What is Data Breach?
A data breach is a security incident in which sensitive, protected, or confidential data is accessed, disclosed, or stolen by an unauthorized party, whether through hacking, insider threat, misconfiguration, or accidental exposure.
Data breaches are among the most damaging security events an organization can face. They can expose customer personal information, financial records, intellectual property, and access credentials. The consequences include regulatory fines, legal liability, reputational damage, and direct financial loss from fraud or service disruption.
Credential exposure is both a common cause and a common consequence of data breaches. Leaked passwords and API keys from one breach are used to gain access to other systems (credential stuffing), creating a chain reaction of compromises. Industry reports consistently rank stolen credentials as the number one initial attack vector in confirmed breaches.
Reducing the blast radius of a potential breach is a core security principle. This means minimizing the amount of sensitive data stored in any single location, encrypting data so that a storage breach does not immediately expose readable information, and ensuring credentials are rotated regularly so that stolen credentials have a limited useful lifetime.

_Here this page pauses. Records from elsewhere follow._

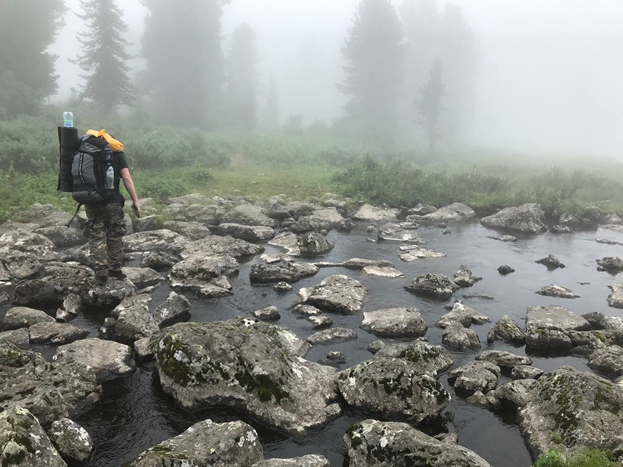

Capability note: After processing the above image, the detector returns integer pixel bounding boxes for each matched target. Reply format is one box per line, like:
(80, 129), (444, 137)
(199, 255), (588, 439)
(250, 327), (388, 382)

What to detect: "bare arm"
(121, 169), (141, 217)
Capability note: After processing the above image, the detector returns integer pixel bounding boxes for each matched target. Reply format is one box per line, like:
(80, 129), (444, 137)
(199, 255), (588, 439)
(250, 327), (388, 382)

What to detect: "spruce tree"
(338, 0), (404, 143)
(75, 0), (134, 115)
(0, 0), (65, 118)
(226, 23), (258, 130)
(416, 60), (446, 153)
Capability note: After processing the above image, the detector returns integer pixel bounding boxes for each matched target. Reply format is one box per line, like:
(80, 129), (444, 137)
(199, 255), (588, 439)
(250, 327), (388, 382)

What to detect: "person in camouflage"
(84, 152), (141, 285)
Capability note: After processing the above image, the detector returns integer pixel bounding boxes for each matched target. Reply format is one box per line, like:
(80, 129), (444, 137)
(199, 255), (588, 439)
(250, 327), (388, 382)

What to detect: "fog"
(52, 0), (623, 158)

How Vaulted uses Data Breach
Vaulted is designed to minimize breach impact at multiple levels. Secrets are stored as ciphertext that cannot be decrypted without keys the server never possesses. Secrets are ephemeral — they self-destruct after a limited number of views or a set time period, so the window of exposure is minimal. Even a full compromise of Vaulted's Redis database would yield only encrypted blobs and metadata, with no path to recovering the original secrets.